O innych aspektach prawnych jazdy po polskich drogach opowiadamy też w serwisie Gazeta.pl.

Na większych osiedlach lub w centrach miast od lat pojawia się ten sam problem – problem z parkowaniem samochodów. I choć czasami wolnego miejsca trzeba poszukiwać kilkadziesiąt minut, to jeszcze nie tłumaczy kierowcy. Bo tereny zielone nigdy nie powinny służyć do parkowania pojazdów. Zabraniają tego przepisy. O ile wiosną czy latem sprawa jest oczywista, o tyle podczas pierwszego uderzenia zimy często wiąże się z problemem. Bo śnieg skutecznie przykrywa powierzchnię trawnika. W efekcie jeżeli kierowca nie zna okolicy, może zaparkować w miejscu, które będzie oznaczać dla niego wysoki mandat.

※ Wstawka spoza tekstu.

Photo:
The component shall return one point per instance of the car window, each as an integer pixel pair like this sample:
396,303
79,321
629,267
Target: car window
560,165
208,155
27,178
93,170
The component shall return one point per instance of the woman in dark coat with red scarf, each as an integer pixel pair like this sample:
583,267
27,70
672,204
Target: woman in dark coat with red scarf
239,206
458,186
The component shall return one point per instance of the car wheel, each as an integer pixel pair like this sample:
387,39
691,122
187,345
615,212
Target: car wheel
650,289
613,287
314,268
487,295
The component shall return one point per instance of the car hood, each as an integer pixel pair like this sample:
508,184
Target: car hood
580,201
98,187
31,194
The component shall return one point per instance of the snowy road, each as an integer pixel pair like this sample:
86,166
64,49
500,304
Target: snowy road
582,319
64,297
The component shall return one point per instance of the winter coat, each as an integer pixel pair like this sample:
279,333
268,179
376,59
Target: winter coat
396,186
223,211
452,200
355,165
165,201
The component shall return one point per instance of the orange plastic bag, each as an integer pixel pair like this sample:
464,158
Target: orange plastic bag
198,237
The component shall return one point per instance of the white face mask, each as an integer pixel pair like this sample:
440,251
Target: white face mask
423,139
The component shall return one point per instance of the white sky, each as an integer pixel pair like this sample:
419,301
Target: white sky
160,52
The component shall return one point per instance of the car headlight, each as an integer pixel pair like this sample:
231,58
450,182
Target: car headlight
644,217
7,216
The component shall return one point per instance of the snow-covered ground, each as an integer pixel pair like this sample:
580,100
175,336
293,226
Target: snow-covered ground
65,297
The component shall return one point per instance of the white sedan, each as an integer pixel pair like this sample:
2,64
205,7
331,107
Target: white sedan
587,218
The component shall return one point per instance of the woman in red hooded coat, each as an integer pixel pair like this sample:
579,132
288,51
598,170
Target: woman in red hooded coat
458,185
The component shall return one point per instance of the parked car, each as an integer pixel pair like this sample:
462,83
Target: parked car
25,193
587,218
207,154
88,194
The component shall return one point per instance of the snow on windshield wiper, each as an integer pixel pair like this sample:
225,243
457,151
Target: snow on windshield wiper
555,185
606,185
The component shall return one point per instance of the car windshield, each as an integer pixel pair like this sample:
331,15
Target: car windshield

Zobacz wideo Policja pokazuje kompilację nagrań, jakie dostała od kierowców. Wszyscy na filmie dostali mandat

Mandat za parkowanie na zaśnieżonym parkingu

Ile "kosztuje" parkowanie na trawniku? Przepisy, a konkretnie art. 144 Kodeksu wykroczeń wyraźnie wskazuje, że...

"Kto na terenach przeznaczonych do użytku publicznego niszczy lub uszkadza roślinność (...) podlega karze grzywny do 1000 złotych albo karze nagany." – art. 144 par. 1 Kodeksu wykroczeń.

1000 zł to maksymalna kwota mandatu. Warto jednak wiedzieć o tym, że policjanci czy strażnicy miejscy rzadko korzystają z tak wysokiej grzywny. Dużo częściej wlepiają kierowcom kary oscylujące w granicy od 20 do 500 zł. Czy śnieg pokrywający trawnik może stanowić dla właściciela auta okoliczność łagodzącą? Łagodzącą z pewnością tak. Tłumaczenie może pozwolić przede wszystkim obniżyć kwotę mandatu. Kary prowadzący jednak raczej nie uniknie.

Zaśnieżona koperta dla niepełnosprawnych to też mandat!

Nawet 1000 zł za zatrzymanie pojazdu na zaśnieżonym trawniku może stanowić tak naprawdę dopiero... rozgrzewkę zimowych mandatów za parkowanie. Jest bowiem jeszcze jeden scenariusz, w którym kierowca ryzykuje wysoką grzywną. Może się bowiem okazać, że prowadzący wybierze miejsce parkingowe i też popełni błąd. Spod śniegu może nie być widać też np. niebieskiej koperty dla niepełnosprawnych. Przykrycie jej białym puchem nie oznacza jednak, że kierujący może liczyć na wyrozumiałość stróżów prawa (identycznie jak w przypadku trawnika). Wykrycie wykroczenia skończy się mandatem. Wysokość grzywny wyniesie 500 zł. A to nie koniec, bo jednocześnie do konta kierowcy dopisanych zostanie 5 punktów karnych.

W sytuacji, w której kierowca zaparkuje pojazd na zaśnieżonej kopercie dla niepełnosprawnych, a do tego będzie posługiwał się sfałszowaną kartą parkingową, mandat wyniesie 800 zł i 5 punktów karnych.

Czy przy kopercie dla niepełnosprawnych musi stać znak?

Śnieg jest o tyle groźny w przypadku parkowania na miejscu dla niepełnosprawnych, że przepisy mówią jasno. Zarządca musi wyznaczyć niebieską kopertę na jezdni – niebieską kopertę, którą podczas opadów śniegu z całą pewnością pokryje biały puch. Koperta może – ale nie musi – być uzupełniona znakiem pionowym D-18. Bez znaku, który w przypadku śniegu mógłby stanowić dla kierowcy wskazówkę, niebieska koperta nadal ma takie samo znaczenie. Nadal oznacza zatem groźbę mandatu.